IMAS-Studie 2024

„Trau, schau, wem!"

Nur drei kurze geflügelte Wörter, die in ihrer Knappheit zwei fundamentale Aufforderungen an uns richten. Zum einen die Ermutigung, grundsätzlich Vertrauen zu geben. Gleichzeitig aber die Anmahnung zur Vorsicht, wem man dieses Vertrauen schenkt.

Dieser Beitrag stammt aus dem GÖD-Magazin 6/2024
Autor: Markus Larndorfer, GÖD-Vorstandsmitglied und Bereichsleiter Junge GÖD, Sport und Grundlagenarbeit

„Trau, schau, wem!“ Das ist eine Empfehlung, die vor jeder demokratischen Wahl berücksichtigt werden muss.

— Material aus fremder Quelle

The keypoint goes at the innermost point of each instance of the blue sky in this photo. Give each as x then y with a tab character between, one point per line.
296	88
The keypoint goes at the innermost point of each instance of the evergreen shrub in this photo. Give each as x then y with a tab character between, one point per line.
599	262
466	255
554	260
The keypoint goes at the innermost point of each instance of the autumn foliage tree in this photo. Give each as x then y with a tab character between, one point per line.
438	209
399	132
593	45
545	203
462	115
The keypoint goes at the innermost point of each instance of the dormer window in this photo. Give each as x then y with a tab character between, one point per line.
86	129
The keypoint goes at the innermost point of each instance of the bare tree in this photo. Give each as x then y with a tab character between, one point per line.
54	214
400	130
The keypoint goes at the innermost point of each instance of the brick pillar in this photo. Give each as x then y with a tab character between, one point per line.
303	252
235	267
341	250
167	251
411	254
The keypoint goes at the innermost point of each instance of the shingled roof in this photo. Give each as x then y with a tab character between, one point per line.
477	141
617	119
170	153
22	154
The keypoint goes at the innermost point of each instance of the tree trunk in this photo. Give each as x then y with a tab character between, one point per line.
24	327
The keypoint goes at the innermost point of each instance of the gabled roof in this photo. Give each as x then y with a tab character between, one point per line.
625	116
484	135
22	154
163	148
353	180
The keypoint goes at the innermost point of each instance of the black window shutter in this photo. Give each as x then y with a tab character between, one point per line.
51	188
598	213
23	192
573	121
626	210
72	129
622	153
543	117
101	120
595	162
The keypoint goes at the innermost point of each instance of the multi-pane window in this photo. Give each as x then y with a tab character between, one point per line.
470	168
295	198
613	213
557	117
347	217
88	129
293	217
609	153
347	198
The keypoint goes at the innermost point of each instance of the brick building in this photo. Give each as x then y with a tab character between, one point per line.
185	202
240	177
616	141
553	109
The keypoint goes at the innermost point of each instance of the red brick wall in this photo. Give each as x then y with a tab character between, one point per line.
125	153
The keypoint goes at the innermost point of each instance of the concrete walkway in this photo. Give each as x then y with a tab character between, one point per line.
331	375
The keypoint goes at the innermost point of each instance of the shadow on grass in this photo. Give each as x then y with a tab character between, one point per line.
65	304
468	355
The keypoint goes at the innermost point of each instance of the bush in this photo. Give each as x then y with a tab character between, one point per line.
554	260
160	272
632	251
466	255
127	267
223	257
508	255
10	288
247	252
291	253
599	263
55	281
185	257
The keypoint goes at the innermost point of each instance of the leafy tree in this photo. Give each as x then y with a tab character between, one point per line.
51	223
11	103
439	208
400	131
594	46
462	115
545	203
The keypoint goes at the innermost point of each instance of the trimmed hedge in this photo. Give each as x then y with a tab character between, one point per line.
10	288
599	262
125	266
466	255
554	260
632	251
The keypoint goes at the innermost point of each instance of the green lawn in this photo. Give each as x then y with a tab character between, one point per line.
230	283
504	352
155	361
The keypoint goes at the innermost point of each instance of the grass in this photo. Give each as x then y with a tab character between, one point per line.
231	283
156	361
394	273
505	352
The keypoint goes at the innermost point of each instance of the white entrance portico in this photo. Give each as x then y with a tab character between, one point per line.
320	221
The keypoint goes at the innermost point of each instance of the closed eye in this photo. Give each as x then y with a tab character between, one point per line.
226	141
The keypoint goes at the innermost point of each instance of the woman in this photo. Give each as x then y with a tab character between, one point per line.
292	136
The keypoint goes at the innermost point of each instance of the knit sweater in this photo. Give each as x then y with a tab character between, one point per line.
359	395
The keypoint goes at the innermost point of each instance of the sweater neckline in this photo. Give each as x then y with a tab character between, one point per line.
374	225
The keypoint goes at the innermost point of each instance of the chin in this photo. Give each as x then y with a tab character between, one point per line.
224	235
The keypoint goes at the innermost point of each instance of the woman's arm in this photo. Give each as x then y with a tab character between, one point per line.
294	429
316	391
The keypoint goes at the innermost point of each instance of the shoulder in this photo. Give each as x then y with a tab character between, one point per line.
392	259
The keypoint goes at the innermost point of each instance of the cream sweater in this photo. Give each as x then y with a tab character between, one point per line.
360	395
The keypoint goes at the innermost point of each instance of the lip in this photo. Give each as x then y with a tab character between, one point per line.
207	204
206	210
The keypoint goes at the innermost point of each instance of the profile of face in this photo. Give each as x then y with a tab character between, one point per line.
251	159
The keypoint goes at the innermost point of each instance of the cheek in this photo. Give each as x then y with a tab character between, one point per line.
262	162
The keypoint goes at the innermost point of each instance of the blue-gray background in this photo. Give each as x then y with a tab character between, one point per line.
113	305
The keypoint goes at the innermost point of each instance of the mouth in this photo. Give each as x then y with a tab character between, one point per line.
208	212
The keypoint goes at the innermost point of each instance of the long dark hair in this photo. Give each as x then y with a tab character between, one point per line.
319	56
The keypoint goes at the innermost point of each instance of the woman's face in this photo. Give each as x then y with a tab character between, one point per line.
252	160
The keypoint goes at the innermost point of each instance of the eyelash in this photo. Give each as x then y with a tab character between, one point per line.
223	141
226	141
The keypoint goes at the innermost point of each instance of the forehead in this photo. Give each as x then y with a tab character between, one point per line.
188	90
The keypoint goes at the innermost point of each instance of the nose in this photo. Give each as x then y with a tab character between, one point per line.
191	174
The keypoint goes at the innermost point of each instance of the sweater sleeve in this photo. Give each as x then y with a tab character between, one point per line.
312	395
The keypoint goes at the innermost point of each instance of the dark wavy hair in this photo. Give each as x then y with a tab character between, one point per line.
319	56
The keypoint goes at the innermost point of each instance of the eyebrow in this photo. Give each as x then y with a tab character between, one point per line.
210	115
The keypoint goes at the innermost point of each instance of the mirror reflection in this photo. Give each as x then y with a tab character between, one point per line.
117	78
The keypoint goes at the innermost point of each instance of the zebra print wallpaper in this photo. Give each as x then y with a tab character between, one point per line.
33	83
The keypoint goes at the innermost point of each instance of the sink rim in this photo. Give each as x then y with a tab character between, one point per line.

Und es bleibt zu hoffen, dass viele Menschen sich danach ausrichten. Denn ohne grundsätzliche Bereitschaft, Menschen und Institutionen mit Vertrauen auszustatten, kann Gesellschaft nicht funktionieren. Zumindest keine demokratisch legitimierte. Demokratie lebt aber auch vom kritischen Hinterfragen mündiger Bürger, wem man wirklich Vertrauen und damit Verantwortung gibt.

Die GÖD hat auch dieses Jahr wieder im Juni das Meinungsforschungsinstitut IMAS damit beauftragt, die Meinung der Bevölkerung zum Öffentlichen Dienst, aber auch zu generellen Fragen im Zusammenhang mit unserem Staatswesen abzufragen. Zum fünften Mal in Folge wurde ein repräsentativer Querschnitt der Menschen über 16 Jahre „vom Neusiedler- bis zum Bodensee“ zu verschiedenen Aspekten des Lebens in Österreich be- und gleichzeitig hinterfragt, wie sie den Öffentlichen Dienst damit in Zusammenhang sehen.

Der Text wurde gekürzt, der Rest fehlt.